- O deputado federal Eduardo Bolsonaro fez declarações ofensivas à Polícia Federal e ao ministro Alexandre de Moraes durante uma live.
- O diretor-geral da Polícia Federal, Andrei Rodrigues, classificou as falas como uma “covarde tentativa de intimidação”.
- Eduardo está sob investigação por obstrução de Justiça relacionada a seu pai, Jair Bolsonaro, que enfrenta medidas cautelares.
- Ele desafiou o delegado Fábio Schor e afirmou que não renunciará ao cargo de deputado, considerando a perseguição da PF uma honra.
- As declarações de Eduardo serão incluídas no inquérito do Supremo Tribunal Federal, que investiga crimes de coação e obstrução.

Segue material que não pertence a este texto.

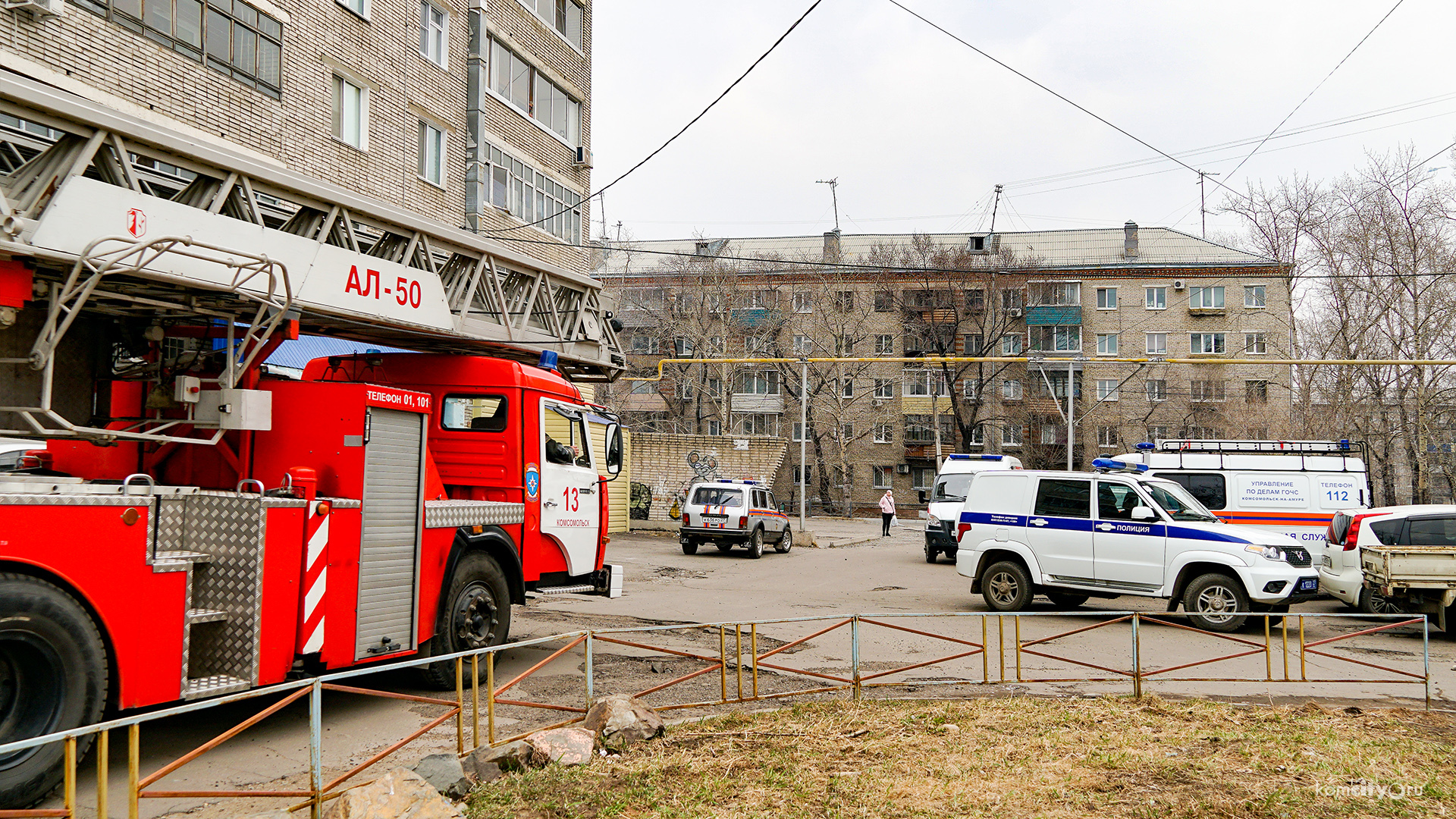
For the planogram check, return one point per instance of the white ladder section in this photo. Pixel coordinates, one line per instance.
(86, 183)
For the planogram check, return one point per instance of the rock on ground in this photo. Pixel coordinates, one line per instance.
(622, 720)
(510, 757)
(446, 774)
(398, 795)
(564, 746)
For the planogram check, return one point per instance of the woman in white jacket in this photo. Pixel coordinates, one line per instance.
(887, 512)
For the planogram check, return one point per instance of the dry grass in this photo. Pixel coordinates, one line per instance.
(999, 758)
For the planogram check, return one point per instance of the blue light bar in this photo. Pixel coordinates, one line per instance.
(1119, 465)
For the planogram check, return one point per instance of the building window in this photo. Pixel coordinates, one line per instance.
(530, 196)
(431, 155)
(435, 41)
(1206, 343)
(759, 425)
(350, 112)
(232, 38)
(517, 82)
(764, 382)
(1206, 299)
(1056, 293)
(563, 15)
(1056, 338)
(1206, 391)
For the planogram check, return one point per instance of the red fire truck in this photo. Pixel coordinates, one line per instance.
(194, 525)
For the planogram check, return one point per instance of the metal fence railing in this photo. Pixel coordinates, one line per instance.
(740, 662)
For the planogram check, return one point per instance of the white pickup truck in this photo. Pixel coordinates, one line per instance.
(1395, 558)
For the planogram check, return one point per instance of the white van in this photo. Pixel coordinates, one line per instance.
(1292, 487)
(944, 504)
(1076, 535)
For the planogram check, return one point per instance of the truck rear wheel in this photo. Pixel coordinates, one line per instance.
(476, 614)
(53, 676)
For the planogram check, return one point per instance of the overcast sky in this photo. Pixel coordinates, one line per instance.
(918, 129)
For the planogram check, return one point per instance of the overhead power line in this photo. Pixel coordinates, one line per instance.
(1063, 98)
(683, 130)
(1316, 86)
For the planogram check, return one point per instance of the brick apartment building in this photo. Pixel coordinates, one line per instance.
(1069, 299)
(459, 111)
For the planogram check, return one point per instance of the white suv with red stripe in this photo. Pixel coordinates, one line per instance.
(734, 513)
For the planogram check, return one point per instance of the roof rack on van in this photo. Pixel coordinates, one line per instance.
(1110, 465)
(1276, 447)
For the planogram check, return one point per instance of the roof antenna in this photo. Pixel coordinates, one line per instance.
(832, 184)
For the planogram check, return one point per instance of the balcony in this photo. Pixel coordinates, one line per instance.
(758, 403)
(1055, 315)
(755, 316)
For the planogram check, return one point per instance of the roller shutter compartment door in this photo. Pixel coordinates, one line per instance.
(391, 532)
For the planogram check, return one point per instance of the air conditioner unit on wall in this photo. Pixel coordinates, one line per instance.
(36, 6)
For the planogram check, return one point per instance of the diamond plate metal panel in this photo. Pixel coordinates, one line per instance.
(229, 528)
(453, 513)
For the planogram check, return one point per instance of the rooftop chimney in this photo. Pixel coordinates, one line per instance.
(832, 245)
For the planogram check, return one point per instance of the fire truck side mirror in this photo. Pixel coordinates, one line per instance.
(613, 449)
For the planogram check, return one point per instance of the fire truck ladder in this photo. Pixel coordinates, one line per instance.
(362, 268)
(123, 256)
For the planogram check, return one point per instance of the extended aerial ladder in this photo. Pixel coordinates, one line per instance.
(112, 215)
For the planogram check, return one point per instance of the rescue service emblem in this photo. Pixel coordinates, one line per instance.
(533, 482)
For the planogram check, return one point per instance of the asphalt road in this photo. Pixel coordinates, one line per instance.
(808, 589)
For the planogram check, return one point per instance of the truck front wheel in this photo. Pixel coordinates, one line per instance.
(1216, 602)
(53, 676)
(476, 615)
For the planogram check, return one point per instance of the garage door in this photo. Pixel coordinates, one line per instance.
(391, 532)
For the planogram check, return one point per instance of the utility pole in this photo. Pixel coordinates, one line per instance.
(1203, 209)
(833, 191)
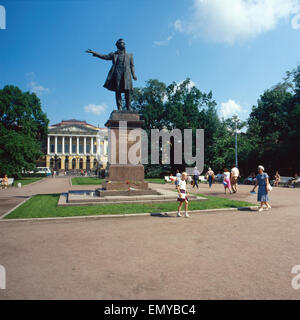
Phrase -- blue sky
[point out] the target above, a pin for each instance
(236, 48)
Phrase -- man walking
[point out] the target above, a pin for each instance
(120, 74)
(234, 174)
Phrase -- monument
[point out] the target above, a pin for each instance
(122, 175)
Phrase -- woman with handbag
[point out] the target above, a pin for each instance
(226, 181)
(262, 181)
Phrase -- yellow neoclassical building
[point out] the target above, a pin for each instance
(75, 145)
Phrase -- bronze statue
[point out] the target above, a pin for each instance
(119, 76)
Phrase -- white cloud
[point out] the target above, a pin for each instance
(37, 88)
(235, 20)
(163, 42)
(230, 108)
(95, 109)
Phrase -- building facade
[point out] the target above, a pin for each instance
(76, 145)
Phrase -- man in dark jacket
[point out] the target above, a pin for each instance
(119, 76)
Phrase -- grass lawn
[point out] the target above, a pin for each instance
(83, 181)
(25, 181)
(155, 180)
(42, 206)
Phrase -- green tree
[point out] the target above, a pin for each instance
(23, 128)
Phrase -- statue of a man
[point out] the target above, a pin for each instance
(119, 76)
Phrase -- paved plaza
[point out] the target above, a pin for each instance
(217, 255)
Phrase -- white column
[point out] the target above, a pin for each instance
(55, 146)
(48, 145)
(70, 145)
(92, 146)
(63, 145)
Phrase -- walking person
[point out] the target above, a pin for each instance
(4, 182)
(234, 175)
(210, 176)
(262, 181)
(183, 195)
(178, 177)
(196, 175)
(226, 181)
(277, 179)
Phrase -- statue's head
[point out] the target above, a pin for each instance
(120, 44)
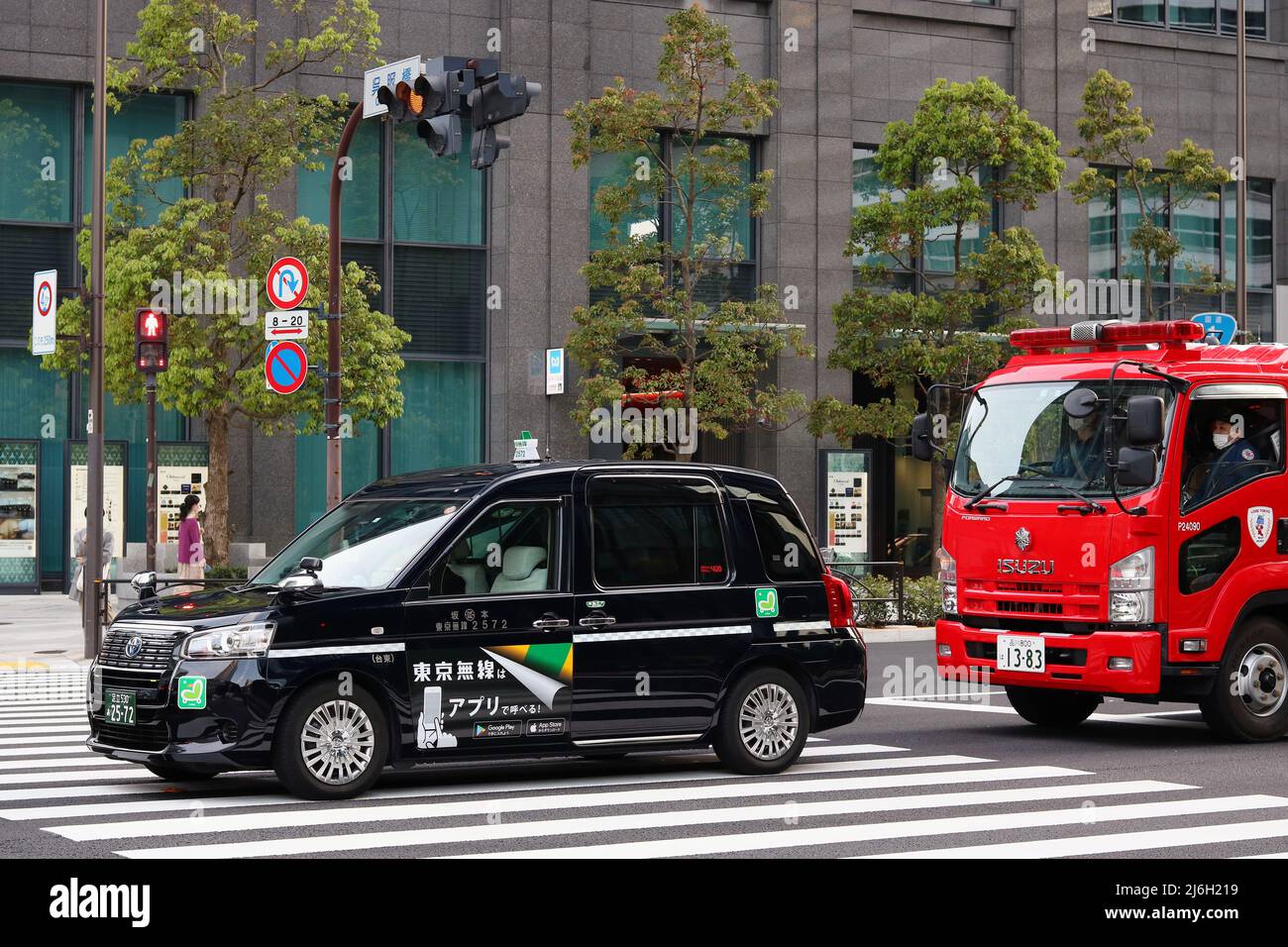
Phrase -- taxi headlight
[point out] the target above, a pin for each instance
(236, 641)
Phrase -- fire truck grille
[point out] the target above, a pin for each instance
(1029, 607)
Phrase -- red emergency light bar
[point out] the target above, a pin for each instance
(1107, 335)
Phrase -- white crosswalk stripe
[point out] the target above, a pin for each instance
(867, 800)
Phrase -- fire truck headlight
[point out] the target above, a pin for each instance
(1131, 587)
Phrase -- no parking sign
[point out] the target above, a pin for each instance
(287, 282)
(286, 367)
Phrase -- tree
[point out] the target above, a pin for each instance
(967, 147)
(1116, 133)
(249, 137)
(662, 298)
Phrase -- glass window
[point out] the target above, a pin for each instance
(37, 153)
(360, 197)
(1207, 556)
(1197, 224)
(437, 200)
(364, 544)
(656, 531)
(719, 217)
(617, 169)
(442, 419)
(1103, 217)
(1260, 234)
(510, 549)
(1137, 12)
(1228, 444)
(145, 116)
(786, 547)
(1193, 14)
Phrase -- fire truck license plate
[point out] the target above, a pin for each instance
(1020, 654)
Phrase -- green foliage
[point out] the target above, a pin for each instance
(966, 147)
(252, 132)
(713, 354)
(1117, 133)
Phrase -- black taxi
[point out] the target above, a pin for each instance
(498, 609)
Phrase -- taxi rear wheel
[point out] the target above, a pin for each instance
(764, 723)
(1248, 702)
(330, 745)
(1054, 710)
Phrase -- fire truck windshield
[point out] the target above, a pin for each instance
(1021, 432)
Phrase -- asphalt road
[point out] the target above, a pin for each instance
(919, 772)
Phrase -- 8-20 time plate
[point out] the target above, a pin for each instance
(1025, 654)
(119, 707)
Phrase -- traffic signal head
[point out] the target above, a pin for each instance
(501, 99)
(442, 133)
(485, 146)
(151, 341)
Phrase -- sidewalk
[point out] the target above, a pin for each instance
(40, 631)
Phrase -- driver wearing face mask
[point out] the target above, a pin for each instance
(1236, 459)
(1083, 453)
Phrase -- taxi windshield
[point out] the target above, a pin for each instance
(1019, 440)
(364, 544)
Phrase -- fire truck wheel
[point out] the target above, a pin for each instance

O deputado federal Eduardo Bolsonaro (PL-SP) fez declarações polêmicas durante uma live, atacando a Polícia Federal (PF) e o ministro Alexandre de Moraes, que foram consideradas pelo diretor-geral da PF, Andrei Rodrigues, como uma “covarde tentativa de intimidação”. As declarações ocorreram em um momento crítico, já que Eduardo está sob investigação por obstrução de Justiça relacionada a seu pai, o ex-presidente Jair Bolsonaro.
Na transmissão, Eduardo desafiou o delegado Fábio Schor, responsável por inquéritos contra Jair, e afirmou que não se preocupa com as investigações que o envolvem. Ele também mencionou um Processo Administrativo Disciplinar (PAD) aberto contra ele na PF, destacando que ser perseguido pela corporação é uma honra. O deputado, que está nos Estados Unidos desde março, reafirmou que não renunciará ao cargo de deputado e que está articulando sanções contra Moraes.
Rodrigues anunciou que as declarações de Eduardo serão incluídas no inquérito em andamento no Supremo Tribunal Federal (STF), que investiga possíveis crimes de coação e obstrução. O diretor da PF enfatizou que “nenhum investigado intimidará a Polícia Federal”, reforçando a importância da integridade das investigações.
Eduardo também se referiu a Moraes como “psicopata” e “gangster”, desafiando-o diretamente. Ele se posicionou como parte de um grupo que não recuará diante das ameaças, insinuando que há uma mobilização maior em sua defesa. A situação se agrava com as investigações que envolvem Jair Bolsonaro, que enfrenta medidas cautelares e restrições impostas por Moraes, incluindo o uso de tornozeleira eletrônica e proibição de comunicação com diplomatas.